Satu jenis ketakutan yang hanya berani ia sampaikan pada Mr. Jatmika. Pada yang lain, ia tak sanggup mengatakannya. Ketakutan itu bercampur kesedihan.
“Sangat kompleks...sebenarnya ini bukan ranah saya. Tapi akhirnya saya tahu, mengapa kamu mencari seseorang yang mengerti dan memahami dirimu luar-dalam. Saya tahu alasannya. Karena ketakutan ini. Begini ya, apakah kamu akan berbuat baik atau jahat pada mereka?”
“Saya akan berbuat baik.”
“Bagus. Selama kamu berbuat baik, kamu tidak perlu takut. Kebaikan akan menuai kebaikan. Seperti halnya untuk mengubah orang lain. Sebelum mengubah orang lain, ubah dulu diri kita sendiri. Berbuat baik, tulus, mencintai, menyayangi, dan menebar kasih, maka kamu akan mendapatkan yang sama.”

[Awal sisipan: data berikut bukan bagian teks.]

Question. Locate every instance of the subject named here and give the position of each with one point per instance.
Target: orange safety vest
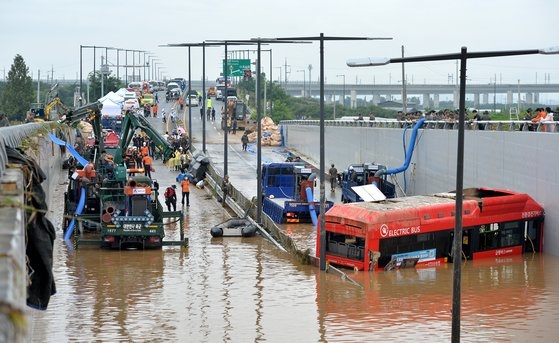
(185, 184)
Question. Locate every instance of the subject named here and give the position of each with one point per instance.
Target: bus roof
(424, 209)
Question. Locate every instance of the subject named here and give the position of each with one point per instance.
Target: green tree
(17, 94)
(110, 83)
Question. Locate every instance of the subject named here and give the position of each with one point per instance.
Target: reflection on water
(243, 289)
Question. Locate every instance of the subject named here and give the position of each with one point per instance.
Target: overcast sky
(48, 35)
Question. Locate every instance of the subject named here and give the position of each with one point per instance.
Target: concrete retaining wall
(521, 161)
(13, 271)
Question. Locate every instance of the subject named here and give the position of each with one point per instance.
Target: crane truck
(110, 208)
(288, 192)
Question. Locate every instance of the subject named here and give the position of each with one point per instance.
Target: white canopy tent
(110, 107)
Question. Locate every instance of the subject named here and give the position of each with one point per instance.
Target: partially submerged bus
(420, 229)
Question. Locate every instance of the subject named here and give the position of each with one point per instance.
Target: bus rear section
(419, 230)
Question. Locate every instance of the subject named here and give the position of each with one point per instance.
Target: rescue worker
(171, 197)
(185, 186)
(333, 172)
(146, 161)
(244, 141)
(225, 185)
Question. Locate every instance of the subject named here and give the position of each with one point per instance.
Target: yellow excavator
(54, 110)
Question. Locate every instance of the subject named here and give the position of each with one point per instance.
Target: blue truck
(364, 174)
(288, 192)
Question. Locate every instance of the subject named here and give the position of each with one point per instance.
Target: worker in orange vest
(146, 161)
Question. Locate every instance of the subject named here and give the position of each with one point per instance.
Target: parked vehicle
(147, 99)
(362, 174)
(288, 191)
(193, 100)
(419, 230)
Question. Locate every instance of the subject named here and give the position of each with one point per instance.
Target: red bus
(420, 229)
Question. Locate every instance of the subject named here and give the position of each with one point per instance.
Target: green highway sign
(236, 67)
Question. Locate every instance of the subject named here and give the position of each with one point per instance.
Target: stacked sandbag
(270, 133)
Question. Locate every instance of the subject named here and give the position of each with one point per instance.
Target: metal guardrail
(490, 125)
(12, 136)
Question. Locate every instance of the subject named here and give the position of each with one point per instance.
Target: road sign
(236, 67)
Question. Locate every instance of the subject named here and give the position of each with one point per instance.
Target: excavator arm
(130, 124)
(90, 113)
(56, 102)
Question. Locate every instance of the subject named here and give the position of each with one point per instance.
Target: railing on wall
(490, 125)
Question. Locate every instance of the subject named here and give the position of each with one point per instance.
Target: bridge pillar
(376, 99)
(476, 100)
(353, 99)
(529, 98)
(426, 101)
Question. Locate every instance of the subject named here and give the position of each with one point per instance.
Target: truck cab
(364, 174)
(285, 187)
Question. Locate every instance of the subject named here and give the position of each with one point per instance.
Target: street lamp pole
(343, 76)
(304, 86)
(457, 240)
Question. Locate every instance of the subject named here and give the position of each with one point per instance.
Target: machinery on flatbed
(363, 174)
(114, 205)
(288, 192)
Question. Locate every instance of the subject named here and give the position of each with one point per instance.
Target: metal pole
(457, 243)
(322, 165)
(117, 64)
(204, 90)
(258, 142)
(344, 89)
(81, 71)
(404, 94)
(226, 114)
(189, 105)
(271, 84)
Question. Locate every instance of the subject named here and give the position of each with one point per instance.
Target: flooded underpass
(247, 290)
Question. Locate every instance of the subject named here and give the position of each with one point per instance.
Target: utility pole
(285, 70)
(38, 85)
(310, 80)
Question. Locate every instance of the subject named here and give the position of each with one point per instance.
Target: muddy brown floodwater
(246, 290)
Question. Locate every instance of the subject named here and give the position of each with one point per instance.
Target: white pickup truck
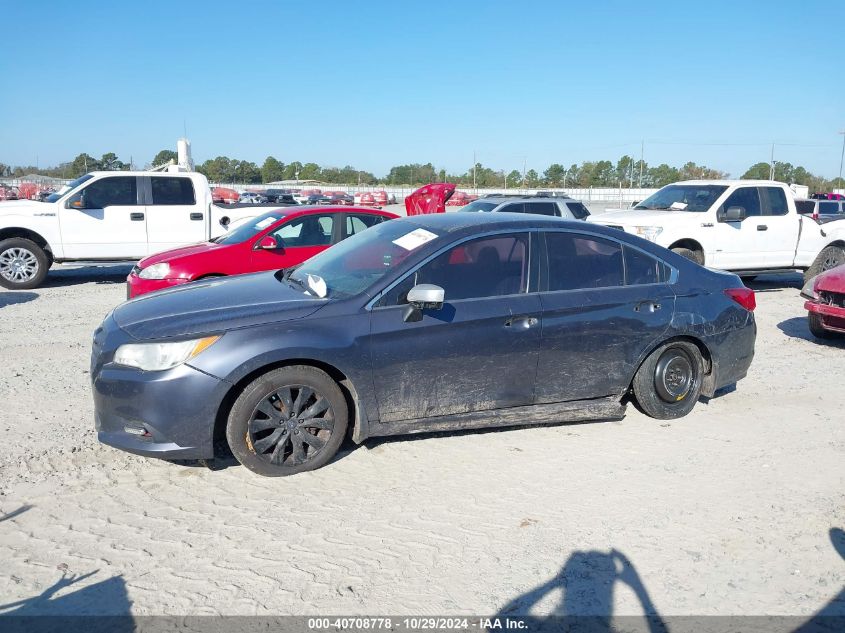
(745, 226)
(108, 216)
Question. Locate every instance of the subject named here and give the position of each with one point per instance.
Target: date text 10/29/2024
(423, 623)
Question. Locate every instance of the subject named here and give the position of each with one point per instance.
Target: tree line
(625, 172)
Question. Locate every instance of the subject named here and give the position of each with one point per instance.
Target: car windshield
(250, 229)
(479, 205)
(68, 187)
(353, 265)
(683, 198)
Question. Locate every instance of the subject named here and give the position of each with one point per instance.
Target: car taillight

Kata-kata Mr. Jatmika begitu lembut dan penuh kasih. Ia mengajarkan kebaikan. Ia menetralisir ketakutan dengan kebaikan. Kesekian kalinya, memberinya perlindungan dan rasa aman yang jarang didapatkannya dari orang lain.
Sesi konsultasi usai. Mr. Jatmika mengantarnya ke lantai bawah. Beban di hatinya sedikit berkurang. Waktunya mencari tahu apa yang terjadi dengan belahan jiwanya, sebisa mungkin mencoba menolongnya, dan menciptakan momen yang sempurna.